The book (2006), movie (2008), and show (2014) have the same name; the English localization has an “h” at the end. I haven’t read the book or seen the movie, but the two are supposed to be related by name and theme only, unlike my favorite non-fiction book turned dramatic movie, Friday Night Lights. The Gomorra show is presumably like the FNL show: they’re unrelated stories in the same environments as their book and movie cousins.

The real Camorra

The distinct culture of Friday Night Lights is high school football in Texas; for Gomorra, it’s organized crime of the Camorra in Naples. They might be described as “Naples-based Mafia,” but strictly speaking, Mafia are linked to Sicily and Camorra are linked to Naples.

I first learned about the Camorra from a BBC podcast around 2007, some time after the book was published and before the movie was released. I remember somebody—possibly the book’s author, Roberto Saviano—saying that the Camorra have billions of dollars in annual revenue and are more powerful than the Mafia. I got the impression that the Camorra could literally get away with murder in broad daylight.

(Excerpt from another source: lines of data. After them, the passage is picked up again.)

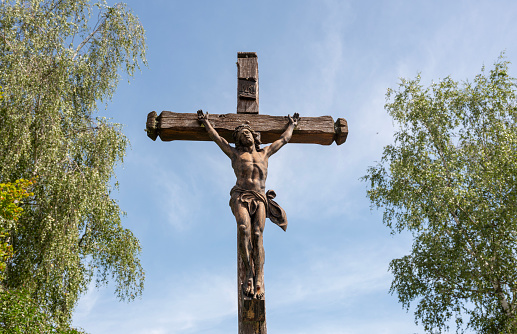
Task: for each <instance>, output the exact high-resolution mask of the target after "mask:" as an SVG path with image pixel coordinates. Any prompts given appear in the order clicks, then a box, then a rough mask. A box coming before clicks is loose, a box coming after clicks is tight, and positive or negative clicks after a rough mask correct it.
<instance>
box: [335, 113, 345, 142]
mask: <svg viewBox="0 0 517 334" xmlns="http://www.w3.org/2000/svg"><path fill="white" fill-rule="evenodd" d="M334 128H335V131H336V136H335V137H334V140H335V141H336V144H338V145H341V144H343V143H344V142H346V138H347V137H348V122H347V121H346V119H344V118H338V119H337V120H336V123H334Z"/></svg>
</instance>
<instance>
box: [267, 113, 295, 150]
mask: <svg viewBox="0 0 517 334" xmlns="http://www.w3.org/2000/svg"><path fill="white" fill-rule="evenodd" d="M287 117H288V118H289V125H287V129H285V131H284V133H282V136H280V139H278V140H275V141H274V142H273V143H272V144H271V145H269V146H268V147H265V150H266V154H267V156H268V157H270V156H272V155H273V154H275V153H276V152H277V151H278V150H279V149H281V148H282V146H284V145H285V144H287V143H288V142H289V140H291V137H292V135H293V130H294V128H295V127H296V126H297V125H298V121H299V120H300V115H299V114H298V113H294V115H293V117H291V116H290V115H287Z"/></svg>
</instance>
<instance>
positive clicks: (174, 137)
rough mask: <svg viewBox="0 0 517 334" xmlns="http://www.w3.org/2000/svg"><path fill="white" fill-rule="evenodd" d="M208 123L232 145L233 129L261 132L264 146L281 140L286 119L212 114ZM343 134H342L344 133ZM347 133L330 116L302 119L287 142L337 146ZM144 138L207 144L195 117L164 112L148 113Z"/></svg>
mask: <svg viewBox="0 0 517 334" xmlns="http://www.w3.org/2000/svg"><path fill="white" fill-rule="evenodd" d="M210 122H211V123H212V125H213V127H214V128H215V129H216V130H217V132H218V133H219V135H220V136H221V137H223V138H224V139H226V140H227V141H228V142H229V143H233V142H234V140H233V137H232V133H233V131H234V130H235V127H237V126H239V125H241V124H245V123H247V124H249V125H250V126H251V127H252V128H253V129H254V130H255V131H257V132H260V134H261V140H262V143H263V144H267V143H272V142H273V141H275V140H277V139H278V138H280V136H281V135H282V133H283V132H284V131H285V129H286V127H287V123H288V119H287V116H269V115H258V114H254V115H250V114H245V115H243V114H221V115H217V114H211V115H210ZM343 131H345V132H343ZM346 134H348V128H347V126H346V121H345V120H344V119H342V118H340V119H338V121H337V122H336V123H334V120H333V119H332V117H331V116H320V117H301V118H300V121H299V122H298V126H297V127H296V129H295V130H294V132H293V136H292V138H291V140H290V141H289V142H290V143H311V144H320V145H330V144H332V142H334V140H335V139H338V140H339V142H338V145H340V144H342V143H344V140H346ZM147 135H148V136H149V137H150V138H151V139H153V140H155V139H156V138H157V137H158V136H159V137H160V139H161V140H162V141H172V140H196V141H210V140H211V139H210V137H209V136H208V133H207V132H206V130H205V129H204V128H202V127H201V126H200V125H199V121H198V119H197V114H194V113H175V112H171V111H163V112H162V113H161V114H160V115H159V116H156V112H154V111H153V112H151V113H149V115H148V116H147Z"/></svg>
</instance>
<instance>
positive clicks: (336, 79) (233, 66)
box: [74, 0, 517, 334]
mask: <svg viewBox="0 0 517 334" xmlns="http://www.w3.org/2000/svg"><path fill="white" fill-rule="evenodd" d="M109 2H110V3H114V1H111V0H110V1H109ZM126 3H127V4H128V6H129V7H130V8H132V10H133V11H134V12H135V13H136V14H137V15H138V16H139V18H140V20H141V22H142V24H143V26H144V28H145V29H146V34H147V42H148V55H147V58H148V61H149V67H148V68H143V70H142V71H141V72H140V73H137V74H136V75H135V77H134V78H133V79H131V81H130V83H128V82H127V79H126V78H123V79H122V80H121V83H120V85H119V88H118V90H117V93H116V94H115V97H114V98H113V101H112V102H111V103H109V105H108V107H107V109H106V110H100V111H99V116H107V117H111V118H112V119H113V121H115V122H117V123H122V124H124V125H125V126H124V132H125V134H126V135H127V136H128V138H129V139H130V141H131V148H130V150H129V151H128V153H127V156H126V158H125V161H124V164H123V165H122V166H121V167H120V168H118V170H117V175H118V181H119V183H120V190H119V192H118V193H115V194H114V197H115V198H117V199H118V200H119V203H120V206H121V207H122V209H123V210H125V211H126V212H127V216H126V217H125V218H124V225H125V226H126V227H128V228H130V229H131V230H132V231H133V232H134V233H135V235H136V236H137V237H138V238H139V239H140V241H141V243H142V247H143V252H142V255H141V259H142V264H143V266H144V269H145V271H146V282H145V290H144V293H143V296H142V298H141V299H137V300H136V301H134V302H132V303H129V304H128V303H124V302H119V301H118V300H117V299H116V298H115V296H114V295H113V286H111V285H109V286H107V287H102V288H100V289H95V288H92V289H91V291H90V292H88V293H87V294H86V295H85V296H84V297H83V298H82V299H81V301H80V303H79V305H78V307H77V309H76V312H75V314H74V325H75V326H79V327H83V328H84V329H86V330H87V331H88V332H90V333H92V334H101V333H115V334H116V333H124V334H137V333H138V334H140V333H146V334H147V333H149V334H170V333H175V334H176V333H177V334H189V333H215V334H219V333H221V334H222V333H225V334H226V333H236V332H237V287H236V272H237V268H236V266H237V264H236V256H237V246H236V233H237V232H236V224H235V220H234V218H233V216H232V214H231V211H230V208H229V206H228V200H229V191H230V189H231V188H232V186H233V185H234V184H235V176H234V175H233V171H232V169H231V165H230V161H229V159H228V158H227V157H226V156H225V155H224V154H223V153H222V152H221V151H220V150H219V148H218V147H217V146H216V145H215V144H214V143H212V142H182V141H176V142H161V141H159V140H158V141H156V142H153V141H151V140H150V139H149V138H147V136H146V134H145V132H144V131H143V130H144V128H145V121H146V117H147V114H148V113H149V112H150V111H153V110H156V111H157V112H158V113H159V112H161V111H162V110H170V111H175V112H195V111H196V110H198V109H203V110H205V111H208V112H209V113H214V114H223V113H234V112H235V111H236V85H237V78H236V74H237V68H236V65H235V62H236V60H237V52H238V51H254V52H257V53H258V61H259V80H260V113H262V114H270V115H287V114H293V113H294V112H298V113H300V116H301V117H304V116H321V115H331V116H332V117H333V118H334V119H336V118H338V117H343V118H345V119H347V121H348V124H349V131H350V133H349V136H348V140H347V142H346V143H345V144H343V145H341V146H339V147H338V146H336V145H335V144H334V145H333V146H319V145H307V144H288V145H287V146H285V147H284V148H282V150H281V151H279V152H278V153H277V154H276V155H275V156H273V157H272V158H271V160H270V164H269V177H268V181H267V183H266V186H267V189H274V190H275V191H276V193H277V201H278V202H279V204H280V205H282V207H283V208H284V209H285V211H286V212H287V217H288V220H289V228H288V229H287V232H285V233H284V232H283V231H282V230H281V229H279V228H278V227H276V226H275V225H274V224H270V223H269V222H267V223H266V230H265V232H264V245H265V250H266V264H265V279H266V282H265V284H266V308H267V311H266V312H267V324H268V330H269V332H270V333H281V334H295V333H296V334H304V333H325V334H349V333H350V334H362V333H364V334H366V333H384V334H400V333H423V332H424V331H423V328H422V327H421V326H417V325H415V324H414V321H413V315H412V311H411V310H410V312H409V313H406V311H405V310H403V309H402V307H401V305H400V304H398V302H397V297H396V296H392V295H389V293H388V290H389V286H390V283H391V279H392V277H391V275H390V273H389V272H388V264H389V261H390V260H391V259H393V258H396V257H400V256H403V255H404V254H406V253H408V252H409V250H410V245H411V238H410V236H409V235H390V231H389V230H388V228H387V227H385V226H384V225H383V224H382V220H381V218H382V217H381V216H382V213H381V212H378V211H376V210H373V211H371V210H370V204H369V202H368V200H367V198H366V193H365V191H366V184H364V183H363V182H361V181H359V178H360V177H361V176H363V175H364V174H365V173H366V168H367V167H368V166H370V165H373V164H374V163H375V161H376V160H378V159H380V155H381V152H382V148H383V147H384V146H385V145H387V144H389V143H391V142H392V135H393V132H394V131H395V130H394V127H393V124H392V122H391V119H390V118H389V117H388V116H387V115H386V112H385V111H384V108H383V106H384V103H385V93H386V90H387V89H388V88H390V87H391V88H395V87H396V85H397V83H398V82H399V78H401V77H406V78H413V77H415V76H416V75H417V74H418V73H419V72H420V73H421V75H422V78H423V82H424V83H426V84H428V83H430V82H431V80H435V81H436V80H439V79H440V78H443V77H446V76H448V75H451V76H452V77H453V78H455V79H458V80H463V79H467V78H469V79H471V78H473V77H474V75H475V74H477V73H479V71H480V69H481V67H482V66H483V65H486V66H487V67H488V68H490V67H491V66H492V64H493V63H494V61H495V60H496V59H497V57H498V56H499V55H500V53H501V52H502V51H505V52H506V57H507V59H508V60H509V61H511V62H513V63H514V64H516V65H512V66H511V67H510V70H511V74H513V76H516V73H517V71H516V69H515V66H517V61H516V59H517V43H516V39H515V36H517V24H516V23H515V17H517V3H515V2H514V1H396V0H393V1H373V0H372V1H337V0H297V1H294V0H290V1H278V0H277V1H272V0H263V1H254V2H252V1H236V0H235V1H230V0H221V1H195V0H192V1H165V0H162V1H158V0H156V1H155V0H147V1H136V0H131V1H126Z"/></svg>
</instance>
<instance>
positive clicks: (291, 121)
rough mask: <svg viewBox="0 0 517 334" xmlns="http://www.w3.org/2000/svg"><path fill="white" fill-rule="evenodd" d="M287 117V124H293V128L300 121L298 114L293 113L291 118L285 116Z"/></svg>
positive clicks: (296, 124)
mask: <svg viewBox="0 0 517 334" xmlns="http://www.w3.org/2000/svg"><path fill="white" fill-rule="evenodd" d="M287 117H288V118H289V124H293V125H294V126H295V127H296V126H297V125H298V121H299V120H300V114H298V113H297V112H295V113H294V115H293V117H291V115H287Z"/></svg>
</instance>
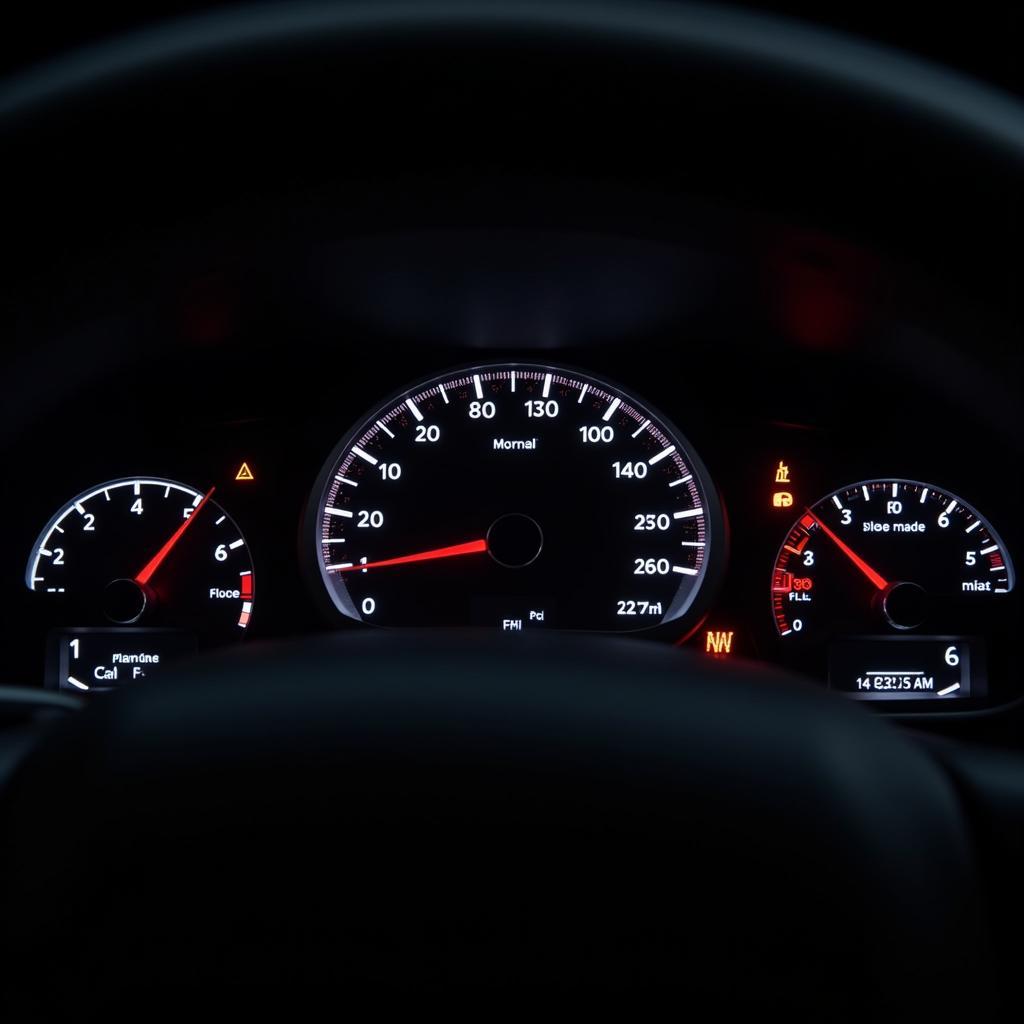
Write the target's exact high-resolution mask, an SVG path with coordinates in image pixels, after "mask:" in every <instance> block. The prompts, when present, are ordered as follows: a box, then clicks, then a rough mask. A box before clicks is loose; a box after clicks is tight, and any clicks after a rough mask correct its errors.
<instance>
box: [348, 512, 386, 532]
mask: <svg viewBox="0 0 1024 1024" xmlns="http://www.w3.org/2000/svg"><path fill="white" fill-rule="evenodd" d="M355 525H356V526H359V527H361V528H365V529H366V528H370V529H380V528H381V526H383V525H384V513H383V512H381V511H380V510H379V509H374V510H373V511H368V510H367V509H364V510H362V511H361V512H360V513H359V514H358V516H356V519H355Z"/></svg>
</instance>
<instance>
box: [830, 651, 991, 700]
mask: <svg viewBox="0 0 1024 1024" xmlns="http://www.w3.org/2000/svg"><path fill="white" fill-rule="evenodd" d="M983 665H984V657H983V651H982V649H981V641H980V640H978V639H976V638H972V637H952V636H950V637H851V638H849V639H846V640H840V641H837V642H836V643H834V644H831V645H830V647H829V649H828V685H829V686H830V687H831V688H833V689H834V690H841V691H842V692H844V693H847V694H848V695H849V696H852V697H856V698H857V699H860V700H950V699H963V698H965V697H978V696H983V695H984V685H985V681H984V672H983Z"/></svg>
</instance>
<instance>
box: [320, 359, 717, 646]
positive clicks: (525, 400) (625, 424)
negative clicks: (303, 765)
mask: <svg viewBox="0 0 1024 1024" xmlns="http://www.w3.org/2000/svg"><path fill="white" fill-rule="evenodd" d="M307 530H308V535H307V536H308V543H309V545H310V550H311V552H312V554H313V557H314V559H315V564H316V566H317V574H318V577H319V579H321V580H322V581H323V583H324V585H325V587H326V588H327V592H328V594H329V595H330V597H331V599H332V601H333V603H334V605H335V606H336V607H337V609H338V610H339V611H341V612H342V613H343V614H345V615H348V616H350V617H352V618H356V620H359V621H362V622H367V623H373V624H378V625H385V626H481V627H492V628H497V629H502V630H507V631H518V630H522V629H529V628H532V627H547V628H556V629H569V630H602V631H613V632H627V631H633V630H638V629H644V628H649V627H653V626H657V625H659V624H662V623H668V622H672V621H675V620H679V618H680V617H682V616H683V615H685V614H686V613H687V612H688V611H691V610H692V609H693V608H694V602H695V601H696V600H697V598H698V595H700V594H701V592H702V590H703V589H706V585H707V581H708V580H709V577H710V567H711V566H713V565H716V564H717V562H718V560H719V559H720V557H721V555H722V551H721V549H722V546H723V541H724V539H723V529H722V521H721V513H720V511H719V507H718V503H717V499H716V497H715V493H714V488H713V486H712V484H711V482H710V481H709V479H708V476H707V472H706V471H705V469H703V467H702V465H701V463H700V462H699V460H698V459H697V458H696V456H695V455H694V453H693V451H692V450H691V449H690V446H689V444H688V443H687V441H686V440H685V438H683V437H682V436H681V435H680V434H679V433H678V431H676V430H675V429H674V428H673V427H672V426H671V425H669V424H668V423H667V422H666V421H665V420H664V419H663V418H660V417H658V416H657V415H656V414H655V413H653V412H652V411H651V410H650V409H649V408H647V407H645V406H644V404H643V403H641V402H640V401H638V400H637V399H636V398H635V397H633V396H630V395H628V394H626V393H625V392H624V391H622V390H621V389H618V388H616V387H613V386H611V385H609V384H607V383H605V382H602V381H598V380H595V379H594V378H591V377H587V376H584V375H582V374H579V373H575V372H573V371H568V370H562V369H558V368H555V367H545V366H529V365H519V364H507V365H498V366H481V367H475V368H472V369H467V370H464V371H459V372H454V373H451V374H449V375H446V376H444V377H438V378H435V379H433V380H429V381H427V382H425V383H423V384H420V385H418V386H416V387H414V388H412V389H410V390H408V391H406V392H402V393H401V394H399V395H397V396H395V397H394V398H393V399H392V400H390V401H388V402H386V403H385V404H384V406H383V407H382V408H380V409H379V410H378V411H376V412H374V413H373V414H371V415H370V416H369V417H368V418H367V419H366V420H365V421H364V422H361V423H359V424H358V425H357V426H356V427H355V428H354V429H353V430H352V431H351V432H350V433H349V434H348V435H347V436H346V437H345V439H344V440H343V441H342V442H341V443H340V444H339V445H338V446H337V449H336V450H335V452H334V453H333V455H332V456H331V458H330V460H329V461H328V463H327V465H326V466H325V468H324V471H323V473H322V475H321V478H319V480H318V482H317V485H316V487H315V489H314V493H313V497H312V500H311V503H310V509H309V515H308V517H307Z"/></svg>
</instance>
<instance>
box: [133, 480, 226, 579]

On the other hand, somebody in the podcast also mentioned a Camorra boss who didn’t leave his house for three years until he was arrested.

The show

The easy comparison is The Sopranos meets The Wire. The former is about Mafia in New Jersey and the latter is about crime in Baltimore. Following people on both sides of the law, like The Wire, would be interesting. An in-depth study of criminology would be unique although it’s probably asking for too much. I suspect that Gomorra will be more like The Sopranos and focus on the problems of being connected to the Camorra.

I’ve seen the first two episodes. The first and, so far, only season has presumably finished airing in Italy. The UK has aired about half of the 12 episodes. The show already has some real surprises, but it has some clichés too. Ironically, the show looks more cinematic than the movie, which has a documentary style, and isn’t as ruthless (yet). There have been killings, but they haven’t been as disturbing like the extended trailer for the movie.

Compared to the little that I’ve seen of the movie, Gomorra La Serie seems like a more stylish and less brutal adaptation of the book. Because it’s a show, I assume that it would be subject to more restrictions than a movie. I could be wrong, though.